OS: Ubuntu 18.04
As training for a Competition I made some Firmware, IoT Setup Preparations

Arduino (ATmega328P, ATmega2560)

Starting with reversing programs for Arduino Boards of course, it’s probably the simplest and lot of sources are available in the wild.

I Downloaded the latest software Package from their homepage and installed the toolchain, works out of the box.

Requirements I needed for Installation:

  • freeglut3-dev

In order to know where the compiled sketches are getting stored we have to enable the verbose mode in the Arduino IDE.

File->Preferences->Show verbose output

If we compile now a simple sketch we see where the .eep, .hex, .elf files are getting stored, even more nice is we see which commands are used

Since it is using the binaries from the install directory we have all the (maybe long) paths in the output but we can trim that.
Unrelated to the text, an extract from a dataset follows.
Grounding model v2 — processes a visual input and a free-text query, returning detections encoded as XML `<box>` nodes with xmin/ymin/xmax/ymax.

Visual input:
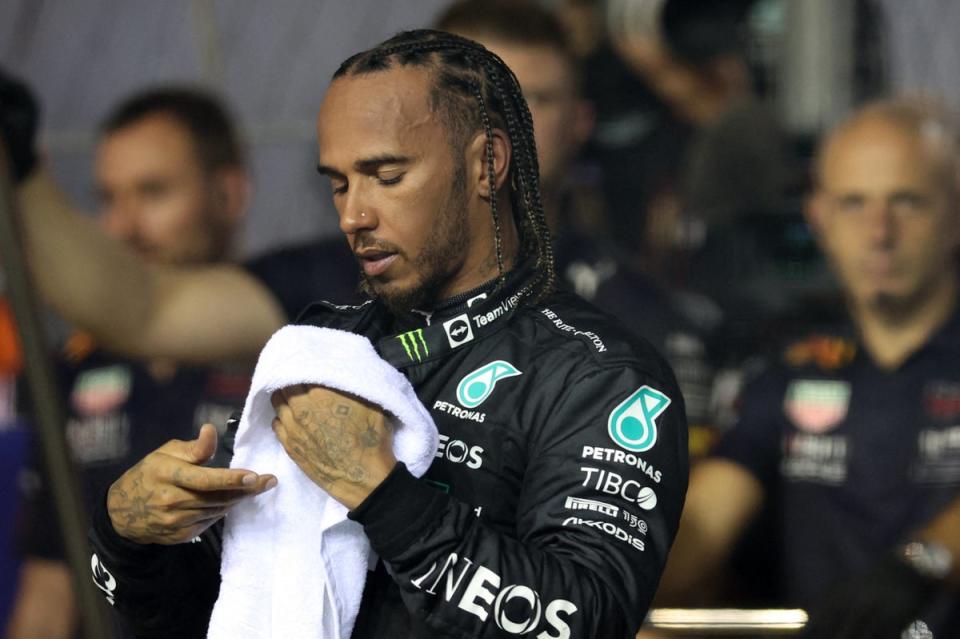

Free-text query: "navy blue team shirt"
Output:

-> I will skip the verbose output here and only point to the interesting parts, it is also very nice that we the avr-gcc commands and so on, like that we don’t have to google for the correct commandline arguments and so on

Compiling sketch…

avr-g++ -c -g -Os -std=gnu++11 -fpermissive -fno-exceptions -ffunction-sections -fdata-sections -fno-threadsafe-statics -Wno-error=narrowing -MMD -flto -mmcu=atmega2560 -DF_CPU=16000000L -DARDUINO=10809 -DARDUINO_AVR_MEGA2560 -DARDUINO_ARCH_AVR -I/avr/cores/arduino -I/avr/variants/mega /tmp/arduino_build_478369/sketch/MYPROG.ino.cpp -o /tmp/arduino_build_478369/sketch/MYPROG.ino.cpp.o

Here we can see the compilation and that the output is stored in the tmp directory

Compiling core… Using precompiled core:

/tmp/arduino_cache_682155/core/core_arduino_avr_mega_cpu_atmega2560_f09daf148f324672450511b9824ed27b.a

(I dont know what the core actually does, probably provides libraries)

Linking everything together…

avr-gcc -Os -g -flto -fuse-linker-plugin -Wl,–gc-sections,–relax -mmcu=atmega2560 -o /tmp/arduino_build_478369/MYPROG.ino.elf /tmp/arduino_build_478369/sketch/MYPROG.ino.cpp.o /arduino_cache_682155/core/core_arduino_avr_mega_cpu_atmega2560_f09daf148f324672450511b9824ed27b.a -L/tmp/arduino_build_478369 -lm

at this step we have our executeable

avr-objcopy -O ihex -j .eeprom –set-section-flags=.eeprom=alloc,load –no-change-warnings –change-section-lma .eeprom=0 /tmp/arduino_build_478369/MultiSerial.ino.elf /tmp/arduino_build_478369/MYPROG.ino.eep

avr-objcopy -O ihex -R .eeprom /tmp/arduino_build_478369/MYPROG.ino.elf /tmp/arduino_build_478369/MYPROG.ino.hex

avr-size -A /tmp/arduino_build_478369/MYPROG.ino.elf

Interesting is, that after we have the .elf file we dont stop, we generate a .hex file, and if we hit the upload button instead of the compile button, we get one more command which is uploading the .hex file to the arduino and not the .elf file.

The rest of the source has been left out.